Language-driven Fine-grained Retrieval
Abstract
Existing fine-grained image retrieval (FGIR) methods learn discriminative embeddings by adopting semantically sparse one-hot labels derived from category names as supervision. While effective on seen classes, such supervision overlooks the rich semantics encoded in category names, hindering the modeling of comparability among cross-category details and, in turn, limiting generalization to unseen categories. To tackle this, we introduce LaFG, a Language-driven framework for Fine-Grained Retrieval that converts class names into attribute-level supervision using large language models (LLMs) and vision–language models (VLMs). Treating each name as a semantic anchor, LaFG prompts an LLM to generate detailed, attribute-oriented descriptions. To mitigate attribute omission in these descriptions, it leverages a frozen VLM to project them into a vision-aligned space, clustering them into a dataset-wide attribute vocabulary while harvesting complementary attributes from related categories.
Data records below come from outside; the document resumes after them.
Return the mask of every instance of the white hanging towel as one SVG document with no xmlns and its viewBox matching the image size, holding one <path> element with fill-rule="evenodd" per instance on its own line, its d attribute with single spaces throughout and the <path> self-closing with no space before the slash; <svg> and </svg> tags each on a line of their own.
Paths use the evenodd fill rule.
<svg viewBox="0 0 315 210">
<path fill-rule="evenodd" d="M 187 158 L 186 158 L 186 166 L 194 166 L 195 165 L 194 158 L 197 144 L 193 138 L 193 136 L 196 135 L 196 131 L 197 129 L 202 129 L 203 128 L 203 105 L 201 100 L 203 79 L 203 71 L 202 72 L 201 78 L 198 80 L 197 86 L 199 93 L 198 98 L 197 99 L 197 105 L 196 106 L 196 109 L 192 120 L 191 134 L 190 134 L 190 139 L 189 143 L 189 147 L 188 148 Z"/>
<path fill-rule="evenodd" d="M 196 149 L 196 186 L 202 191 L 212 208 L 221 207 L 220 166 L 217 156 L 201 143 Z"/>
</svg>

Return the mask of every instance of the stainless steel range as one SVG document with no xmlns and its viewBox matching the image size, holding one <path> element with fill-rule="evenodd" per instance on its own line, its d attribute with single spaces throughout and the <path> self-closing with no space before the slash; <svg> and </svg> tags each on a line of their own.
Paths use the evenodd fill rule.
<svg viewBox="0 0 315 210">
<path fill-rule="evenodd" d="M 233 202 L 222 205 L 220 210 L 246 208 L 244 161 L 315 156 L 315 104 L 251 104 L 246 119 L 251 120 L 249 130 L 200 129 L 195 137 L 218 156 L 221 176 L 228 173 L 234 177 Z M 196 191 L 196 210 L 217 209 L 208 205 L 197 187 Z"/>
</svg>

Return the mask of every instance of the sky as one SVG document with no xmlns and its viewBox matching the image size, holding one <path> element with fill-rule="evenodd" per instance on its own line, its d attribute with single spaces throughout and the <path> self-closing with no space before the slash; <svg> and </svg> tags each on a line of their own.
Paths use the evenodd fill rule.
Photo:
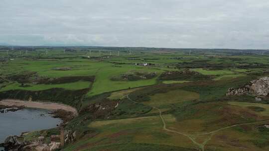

Leveraging this vocabulary, a global prompt template selects category-relevant attributes, which are aggregated into category-specific linguistic prototypes. These prototypes supervise the retrieval model to steer it toward pinpointing visual details consistent with linguistic descriptions, thus modeling comparability among object details. Extensive evaluations show that LaFG achieves impressive performance on both fine- and coarse-grained benchmarks and generalizes well to unseen categories.